Biography: Emanuele Viterbo (M’95–SM’04–F’11) is currently a Professor in the ECSE Department and an Associate Dean in Graduate Research at Monash University, Melbourne, Australia. He received his Ph.D. in 1995 in Electrical Engineering, from the Politecnico di Torino, Torino, Italy. From 1990 to 1992 he was with the European Patent Office, The Hague, The Netherlands, as a patent examiner in the field of dynamic recording and error-control coding. Between 1995 and 1997 he held a post-doctoral position in the Dipartimento di Elettronica of the Politecnico di Torino. In 1997-98 he was a post-doctoral research fellow in the Information Sciences Research Center of AT&T Research, Florham Park, NJ, USA. From 1998-2005, he worked as Assistant Professor and then Associate Professor, in Dipartimento di Elettronica at Politecnico di Torino. From 2006-2009, he worked in DEIS at University of Calabria, Italy, as a Full Professor. Prof. Viterbo is an ISI Highly Cited Researcher (2009).

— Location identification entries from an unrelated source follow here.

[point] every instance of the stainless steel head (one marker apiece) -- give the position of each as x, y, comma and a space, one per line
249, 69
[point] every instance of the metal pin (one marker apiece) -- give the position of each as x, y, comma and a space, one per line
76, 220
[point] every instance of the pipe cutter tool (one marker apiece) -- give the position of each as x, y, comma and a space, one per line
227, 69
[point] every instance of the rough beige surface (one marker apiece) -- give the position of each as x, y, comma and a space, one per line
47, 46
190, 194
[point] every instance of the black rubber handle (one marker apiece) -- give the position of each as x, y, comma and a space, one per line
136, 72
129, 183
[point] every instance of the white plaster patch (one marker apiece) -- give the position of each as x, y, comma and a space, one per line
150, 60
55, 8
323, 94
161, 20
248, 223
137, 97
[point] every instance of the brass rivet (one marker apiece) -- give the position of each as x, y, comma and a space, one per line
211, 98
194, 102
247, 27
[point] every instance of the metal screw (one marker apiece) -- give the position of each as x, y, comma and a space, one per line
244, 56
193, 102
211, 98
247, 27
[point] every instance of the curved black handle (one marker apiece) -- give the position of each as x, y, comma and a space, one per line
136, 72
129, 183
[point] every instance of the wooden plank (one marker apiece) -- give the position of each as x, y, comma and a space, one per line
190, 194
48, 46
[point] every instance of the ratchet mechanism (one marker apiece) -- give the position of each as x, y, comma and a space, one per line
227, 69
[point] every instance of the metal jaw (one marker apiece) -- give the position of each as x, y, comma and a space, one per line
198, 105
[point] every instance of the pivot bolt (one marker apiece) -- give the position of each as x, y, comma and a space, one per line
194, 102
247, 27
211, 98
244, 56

He was an Associate Editor of the IEEE Transactions on Information Theory, the European Transactions on Telecommunications and the Journal of Communications and Networks, and Guest Editor for the IEEE Journal of Selected Topics in Signal Processing: Special Issue on Managing Complexity in Multiuser MIMO Systems. He was awarded a NATO Advanced Fellowship in 1997 from the Italian National Research Council. His main research interests are in lattice codes for the Gaussian and fading channels, algebraic coding theory, algebraic space-time coding, digital terrestrial television broadcasting, digital magnetic recording, and irregular sampling.